Artwork’s Title: Touching and walking
Materials Used: Acrylic on Canvas
Studio Based: Berlin
Can you tell us about the process of making your work?
The process begins in the streets, in my life, in the books that I read and in the stories that I hear between both worlds (Peru and Germany), sometimes exaggerating fearlessly, sometimes not. I usually have many ideas in my head; I do not like sketches that much. Start drawing some lines directly on the canvas, decide on a colour palette (which changes in the process) I first just stain everything with painting, then go to the part that I like the most and finally, deep into details (ok. maybe not that deep, haha). When a painting is halfway through and I don’t know how to continue, I look at it and start to draw it quickly until I know what to do. I really like to see my paintings with a black and white camera filter, which helps me to know where I want to put more light, darkness or contrast. I like to work with coincidences and my clumsiness a lot, but at the same time, I love to control. Therefore, it is a tug of war between my paintings and me all the time.
How would you define your work in a few words (ideally in three words)?
Vivid, clumsy, tragicomedy.
Would you use another three different words to describe the “Touching and walking” painting?
Experimental, spontaneous, fetishist.
How did you come up with this painting idea? Is there any story behind this painting?
The idea for Hands and Feet came from a meditation class where the teacher told us how important these parts of our body were and how little attention we paid to them. I took it very seriously, so I decided to dedicate a painting to them.
I was told many times that I couldn’t draw realist that well, so lost in this thought I gave myself to abstraction. Time passed and although, I love abstraction, I needed to see “real” elements my way. As I did not dare to paint a completely “realistic” body, I decided to start with hands and feet, in the end I even added some nails and I was very happy. I mixed realistic elements with my usual abstract language and loved the result. I felt like I was walking on my painting and touching it the whole time, this seemed funny to me.
What colour is used the most in this painting?
There is a lot of orange, right?
What would be the best way to exhibit your work?
Everywhere where everyone can see it!
Can you mention any artists you, lately or generally, take inspiration from?
Hilma af Klint, Belkis Ayón, Theresa Chromati, Juan Gris, Kristina Schuldt.
How do you know when this painting was finished?

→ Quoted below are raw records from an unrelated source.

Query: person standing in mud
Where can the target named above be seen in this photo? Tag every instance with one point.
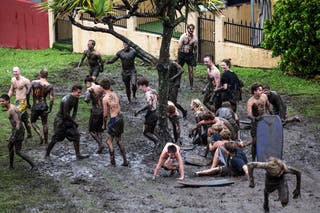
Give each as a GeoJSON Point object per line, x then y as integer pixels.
{"type": "Point", "coordinates": [94, 94]}
{"type": "Point", "coordinates": [64, 123]}
{"type": "Point", "coordinates": [151, 117]}
{"type": "Point", "coordinates": [170, 159]}
{"type": "Point", "coordinates": [94, 60]}
{"type": "Point", "coordinates": [175, 73]}
{"type": "Point", "coordinates": [276, 171]}
{"type": "Point", "coordinates": [256, 107]}
{"type": "Point", "coordinates": [129, 72]}
{"type": "Point", "coordinates": [211, 100]}
{"type": "Point", "coordinates": [278, 106]}
{"type": "Point", "coordinates": [20, 86]}
{"type": "Point", "coordinates": [187, 51]}
{"type": "Point", "coordinates": [40, 89]}
{"type": "Point", "coordinates": [17, 134]}
{"type": "Point", "coordinates": [111, 104]}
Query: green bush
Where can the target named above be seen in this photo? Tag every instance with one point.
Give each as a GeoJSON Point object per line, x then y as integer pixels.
{"type": "Point", "coordinates": [294, 34]}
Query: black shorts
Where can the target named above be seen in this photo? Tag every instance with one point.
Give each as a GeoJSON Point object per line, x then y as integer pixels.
{"type": "Point", "coordinates": [188, 58]}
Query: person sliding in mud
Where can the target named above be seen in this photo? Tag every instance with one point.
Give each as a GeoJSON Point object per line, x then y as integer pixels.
{"type": "Point", "coordinates": [111, 105]}
{"type": "Point", "coordinates": [20, 85]}
{"type": "Point", "coordinates": [17, 134]}
{"type": "Point", "coordinates": [94, 60]}
{"type": "Point", "coordinates": [276, 171]}
{"type": "Point", "coordinates": [256, 107]}
{"type": "Point", "coordinates": [40, 89]}
{"type": "Point", "coordinates": [170, 159]}
{"type": "Point", "coordinates": [65, 125]}
{"type": "Point", "coordinates": [94, 94]}
{"type": "Point", "coordinates": [129, 72]}
{"type": "Point", "coordinates": [278, 106]}
{"type": "Point", "coordinates": [175, 73]}
{"type": "Point", "coordinates": [151, 117]}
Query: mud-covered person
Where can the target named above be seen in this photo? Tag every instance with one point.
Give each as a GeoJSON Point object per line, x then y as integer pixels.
{"type": "Point", "coordinates": [129, 73]}
{"type": "Point", "coordinates": [94, 94]}
{"type": "Point", "coordinates": [64, 123]}
{"type": "Point", "coordinates": [175, 73]}
{"type": "Point", "coordinates": [111, 106]}
{"type": "Point", "coordinates": [211, 99]}
{"type": "Point", "coordinates": [20, 86]}
{"type": "Point", "coordinates": [187, 51]}
{"type": "Point", "coordinates": [40, 90]}
{"type": "Point", "coordinates": [276, 171]}
{"type": "Point", "coordinates": [170, 159]}
{"type": "Point", "coordinates": [151, 117]}
{"type": "Point", "coordinates": [17, 133]}
{"type": "Point", "coordinates": [256, 107]}
{"type": "Point", "coordinates": [94, 60]}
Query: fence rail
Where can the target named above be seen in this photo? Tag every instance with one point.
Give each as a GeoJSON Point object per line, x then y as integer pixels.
{"type": "Point", "coordinates": [243, 34]}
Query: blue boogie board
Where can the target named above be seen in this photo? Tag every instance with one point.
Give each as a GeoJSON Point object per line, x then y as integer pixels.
{"type": "Point", "coordinates": [269, 138]}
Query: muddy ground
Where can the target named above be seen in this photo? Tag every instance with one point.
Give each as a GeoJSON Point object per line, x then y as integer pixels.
{"type": "Point", "coordinates": [92, 185]}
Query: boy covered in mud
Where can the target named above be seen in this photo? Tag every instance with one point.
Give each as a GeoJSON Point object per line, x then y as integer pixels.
{"type": "Point", "coordinates": [40, 89]}
{"type": "Point", "coordinates": [276, 171]}
{"type": "Point", "coordinates": [94, 60]}
{"type": "Point", "coordinates": [170, 159]}
{"type": "Point", "coordinates": [111, 105]}
{"type": "Point", "coordinates": [17, 134]}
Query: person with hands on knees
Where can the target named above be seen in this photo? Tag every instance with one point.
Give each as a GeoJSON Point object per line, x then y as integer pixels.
{"type": "Point", "coordinates": [170, 159]}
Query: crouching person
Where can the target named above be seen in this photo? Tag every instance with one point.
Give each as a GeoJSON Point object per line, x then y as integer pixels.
{"type": "Point", "coordinates": [170, 159]}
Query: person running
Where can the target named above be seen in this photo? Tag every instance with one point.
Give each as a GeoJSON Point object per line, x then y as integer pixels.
{"type": "Point", "coordinates": [40, 90]}
{"type": "Point", "coordinates": [151, 117]}
{"type": "Point", "coordinates": [17, 133]}
{"type": "Point", "coordinates": [256, 107]}
{"type": "Point", "coordinates": [94, 94]}
{"type": "Point", "coordinates": [175, 73]}
{"type": "Point", "coordinates": [94, 60]}
{"type": "Point", "coordinates": [64, 123]}
{"type": "Point", "coordinates": [111, 105]}
{"type": "Point", "coordinates": [20, 86]}
{"type": "Point", "coordinates": [129, 72]}
{"type": "Point", "coordinates": [170, 159]}
{"type": "Point", "coordinates": [211, 100]}
{"type": "Point", "coordinates": [187, 51]}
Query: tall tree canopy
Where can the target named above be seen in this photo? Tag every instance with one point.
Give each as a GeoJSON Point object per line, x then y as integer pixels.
{"type": "Point", "coordinates": [170, 12]}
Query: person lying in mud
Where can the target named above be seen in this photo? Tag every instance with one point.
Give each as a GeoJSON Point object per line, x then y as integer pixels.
{"type": "Point", "coordinates": [111, 104]}
{"type": "Point", "coordinates": [276, 171]}
{"type": "Point", "coordinates": [170, 159]}
{"type": "Point", "coordinates": [278, 106]}
{"type": "Point", "coordinates": [94, 94]}
{"type": "Point", "coordinates": [17, 133]}
{"type": "Point", "coordinates": [151, 117]}
{"type": "Point", "coordinates": [40, 90]}
{"type": "Point", "coordinates": [64, 123]}
{"type": "Point", "coordinates": [228, 159]}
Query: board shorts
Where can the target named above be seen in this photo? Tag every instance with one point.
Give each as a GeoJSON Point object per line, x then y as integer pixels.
{"type": "Point", "coordinates": [96, 119]}
{"type": "Point", "coordinates": [116, 126]}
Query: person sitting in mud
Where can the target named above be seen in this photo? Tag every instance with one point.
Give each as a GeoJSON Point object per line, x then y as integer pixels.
{"type": "Point", "coordinates": [40, 89]}
{"type": "Point", "coordinates": [111, 105]}
{"type": "Point", "coordinates": [170, 159]}
{"type": "Point", "coordinates": [173, 115]}
{"type": "Point", "coordinates": [94, 94]}
{"type": "Point", "coordinates": [17, 133]}
{"type": "Point", "coordinates": [151, 117]}
{"type": "Point", "coordinates": [276, 171]}
{"type": "Point", "coordinates": [228, 159]}
{"type": "Point", "coordinates": [256, 107]}
{"type": "Point", "coordinates": [20, 85]}
{"type": "Point", "coordinates": [94, 60]}
{"type": "Point", "coordinates": [278, 106]}
{"type": "Point", "coordinates": [64, 123]}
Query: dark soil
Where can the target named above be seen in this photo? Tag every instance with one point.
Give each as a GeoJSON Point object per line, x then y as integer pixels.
{"type": "Point", "coordinates": [92, 185]}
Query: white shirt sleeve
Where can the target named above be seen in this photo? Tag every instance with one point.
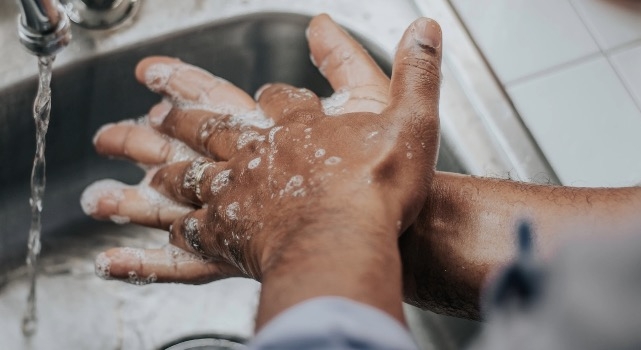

The “finish a painting” process … Well, I like to talk to my paintings, I ask them what they want or if something is right for them. I am a bit obsessed with composition as it is the first thing (only theoretical thing until now) I learned about painting while studying at the university in Peru, before moving to Berlin. That is why I always see if there is enough contrast, if the elements differ or have different sizes, once I find this balance the painting is finished. That’s what happened to me with this painting, at one point I realized that I already had enough of everything and stopped.
What about the place where you work? What’s your studio space look like?
I work in the studio provided by the Kunsthochschule Berlin-Weissensee. It is a medium size white square room, a lot of (not natural) light and a window where I am always saying everyone “hi”. It is full of old student paint traces everywhere. I share it with two amazing female artists, Shira Orion and Johanna Krahé, who happen to be my best friends too.
Is there any particular message that you wish your viewers can take from this painting?
Just as in my meditation class, think about how much weight your feet carry day by day and still you don’t pay attention to them … or how many things your hands allow you to do and we never massage or thank them. I feel like there are always hidden messages in art. As an artist, you had an idea, but the moment you decide to show it to the world the idea begins to have different owners… so I am very open to listening to personal interpretations. Sometimes I look at my paintings after a while and find new meanings, new stories. The message of a painting changes with time and with the habit of looking at it.
What does your mum think about your art?
My mom does nothing but surprise me every day. Every time she looks at my paintings, talks to me about the colours, the motives and asks a lot of questions. She tells me that she identifies herself with my colours and sees our roots in my paintings. She is an incredible woman who is very proud of her ancestors and the north Peruvian culture where she is from. She trusts me a lot. She is my biggest fan and I am hers.
Which exhibition did you visit last?
Keren Cytter and John Roebas at Schiefe Zaehne.
Which are your plans for the near future?
Keep painting, start my diplom final thesis, and in February, two group exhibitions in Berlin, one at Sandra Buergel Gallery and the other at Wiensowski und Harbor. There is also a collective project in Kotti Shop coming soon and a group exhibition in Marseille, France in cooperation with the L’Ecole Supérieure d’Art et Design Marseille-Méditerrané (ESADMM) in April. We will see what corona allows us!